Like the late Muhammad Ali, the Indian government fights best with its back to the ropes. Amid a balance-of-payments crisis 25 years ago, it dispensed with four decades of industrial licensing in a day. Something similar is happening again, though this time the damage the government is trying to limit has more to do with its credibility than with investors' confidence in the economy.
On Monday, India relaxed foreign investment limits in industries ranging from retail to broadcast and aviation to pharmaceuticals. Although one can dispute the claim by the office of Prime Minister Narendra Modi that the changes will make India "the most open economy in the world" for foreign direct investment, the timing left no doubts about what prompted them.
If the new rules pave the way for the first Apple store in India, CEO Tim Cook should send at least an iTunes gift card to Reserve Bank of India Governor Raghuram Rajan.
On Saturday, Rajan said he'll return to the University of Chicago when his three-year term ends in September, becoming the first Indian central bank chief in almost a quarter century to be denied the customary five years. The respected economist's abrupt departure came after a series of increasingly personal attacks from right-wing Hindu leaders of the ruling party. Since local businessmen are seen as clear winners from the end of Rajan's drive against crony capitalism, the government sensed global investors would read his exit as a signal that India was turning to more inward-looking economic polices.
Similar speculation of a U-turn had arisen last November, after Modi's party lost a crucial state election. The government tried then to reassure markets by relaxing foreign investment norms. It's now becoming something of a pattern. The next time the headline reads, "FDI norms relaxed further in India," investors might well ask: "What's gone wrong now?"
Timing apart, the changes could help. If the market for foreign investment resembles an international beauty contest, India has for too long been the ugly duckling. While it raced ahead of China as the most-preferred destination for foreign investment last year, it still has a way to go.
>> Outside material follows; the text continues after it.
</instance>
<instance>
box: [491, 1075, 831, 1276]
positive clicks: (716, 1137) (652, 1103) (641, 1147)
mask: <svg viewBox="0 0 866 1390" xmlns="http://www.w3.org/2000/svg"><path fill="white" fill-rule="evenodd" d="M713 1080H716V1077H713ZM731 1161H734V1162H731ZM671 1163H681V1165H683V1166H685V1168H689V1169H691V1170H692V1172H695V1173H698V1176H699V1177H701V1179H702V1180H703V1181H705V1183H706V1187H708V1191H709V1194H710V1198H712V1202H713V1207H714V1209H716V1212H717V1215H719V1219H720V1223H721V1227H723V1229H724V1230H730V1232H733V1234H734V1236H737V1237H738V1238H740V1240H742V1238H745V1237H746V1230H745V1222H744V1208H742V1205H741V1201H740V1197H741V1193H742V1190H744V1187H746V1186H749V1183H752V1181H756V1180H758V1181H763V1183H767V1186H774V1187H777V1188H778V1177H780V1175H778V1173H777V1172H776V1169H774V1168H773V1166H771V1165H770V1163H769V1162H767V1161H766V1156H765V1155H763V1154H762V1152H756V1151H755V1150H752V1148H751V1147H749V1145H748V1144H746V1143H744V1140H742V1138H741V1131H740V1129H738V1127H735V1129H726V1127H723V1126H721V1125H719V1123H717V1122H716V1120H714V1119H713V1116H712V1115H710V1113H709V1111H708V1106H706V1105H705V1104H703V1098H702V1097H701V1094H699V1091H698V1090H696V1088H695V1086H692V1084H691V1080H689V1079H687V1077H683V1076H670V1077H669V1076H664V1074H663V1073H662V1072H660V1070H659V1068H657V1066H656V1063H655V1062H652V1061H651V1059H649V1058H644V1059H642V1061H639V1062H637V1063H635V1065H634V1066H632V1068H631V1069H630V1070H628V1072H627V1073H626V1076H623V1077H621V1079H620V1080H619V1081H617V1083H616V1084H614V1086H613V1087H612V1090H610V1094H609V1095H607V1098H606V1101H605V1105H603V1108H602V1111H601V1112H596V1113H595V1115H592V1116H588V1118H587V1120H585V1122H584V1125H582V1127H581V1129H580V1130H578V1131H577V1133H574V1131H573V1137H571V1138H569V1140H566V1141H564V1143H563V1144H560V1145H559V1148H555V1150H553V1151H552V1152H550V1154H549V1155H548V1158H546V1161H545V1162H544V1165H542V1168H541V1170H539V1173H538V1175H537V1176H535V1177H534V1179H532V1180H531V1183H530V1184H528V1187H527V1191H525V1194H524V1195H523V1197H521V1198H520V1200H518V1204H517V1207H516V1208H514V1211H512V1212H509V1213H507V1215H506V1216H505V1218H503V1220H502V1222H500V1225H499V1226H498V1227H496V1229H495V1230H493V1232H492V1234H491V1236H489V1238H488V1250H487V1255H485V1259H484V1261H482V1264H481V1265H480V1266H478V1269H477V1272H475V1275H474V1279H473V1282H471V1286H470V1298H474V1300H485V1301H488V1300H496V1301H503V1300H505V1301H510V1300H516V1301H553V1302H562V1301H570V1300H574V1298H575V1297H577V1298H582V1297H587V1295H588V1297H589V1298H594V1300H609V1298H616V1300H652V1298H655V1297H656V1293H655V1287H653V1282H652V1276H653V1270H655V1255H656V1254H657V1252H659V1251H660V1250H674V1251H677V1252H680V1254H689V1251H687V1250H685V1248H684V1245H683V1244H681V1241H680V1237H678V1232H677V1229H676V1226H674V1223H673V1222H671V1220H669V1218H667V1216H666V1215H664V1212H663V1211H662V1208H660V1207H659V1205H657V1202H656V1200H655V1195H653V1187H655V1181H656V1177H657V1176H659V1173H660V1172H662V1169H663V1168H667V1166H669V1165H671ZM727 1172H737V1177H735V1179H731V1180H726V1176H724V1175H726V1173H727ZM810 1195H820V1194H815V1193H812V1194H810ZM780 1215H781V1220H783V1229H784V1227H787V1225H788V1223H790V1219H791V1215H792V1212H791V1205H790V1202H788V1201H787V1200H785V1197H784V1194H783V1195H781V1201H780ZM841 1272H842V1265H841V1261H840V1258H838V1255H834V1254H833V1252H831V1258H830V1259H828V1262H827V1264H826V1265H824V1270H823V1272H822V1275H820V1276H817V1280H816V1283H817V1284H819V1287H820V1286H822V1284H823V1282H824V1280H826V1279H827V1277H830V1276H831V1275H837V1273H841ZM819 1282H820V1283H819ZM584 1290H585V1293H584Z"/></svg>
France's stagnant economy is about the same size as India's, and the country isn't known for its openness to red-in-tooth-and-claw capitalism. It's still seen a bigger volume of inbound M&A in 34 of the past 40 quarters, and the U.K. has achieved the same feat in 37 of the 40.
What are the opportunities for investors?
The devil will be in the detail of the government's 780-word statement on the sectors to be liberalized, not to mention how the new rules are implemented. Foreigners will be allowed to own 100 percent of airlines running domestic services -- even those who, unlike Malaysian-born, British-educated AirAsia Group CEO Tony Fernandes, can't claim an Indian ancestor . India's aviation market isn't for the faint-hearted, but with rapid demand growth and some of the industry's biggest beneficiaries of low oil prices, there's huge potential for those with a desire to invest.
Airports are also being opened up, with foreign companies now permitted to buy 100 percent of existing sites. A new plan to lure rail passengers to short-haul flights that cost no more than $37 could swell traffic at small airports, making them a good investment for global infrastructure funds.
Retailing also has potential. Foreign chains weren't allowed to operate in the country without a local partner until a previous bout of rule-shredding four years ago, but local-sourcing rules have continued to hinder activity. H&M currently has more stores in Malmo than in the whole of India. Those rules will now be dropped, raising the prospect that the country's first Apple store may eventually open.
Allowing overseas investment of up to 74 percent in existing pharma companies without prior government approval could spur foreign takeovers in India's highly successful generic drugmaking industry. Facing heightened U.S. regulatory scrutiny on their production processes, many of the smaller players would be glad to be acquired. There will be looser rules, too, on food, broadcasting and defense.
On balance, the changes represent a welcome embrace of greater openness. Rajan has guided the economy through hard times, despite the hindrance of antiquated rules. His successor will at least be free of that burden.
This column does not necessarily reflect the opinion of Bloomberg LP and its owners.
Foreign airlines will be limited to a 49 percent share but other types of investors can go up to 100 percent.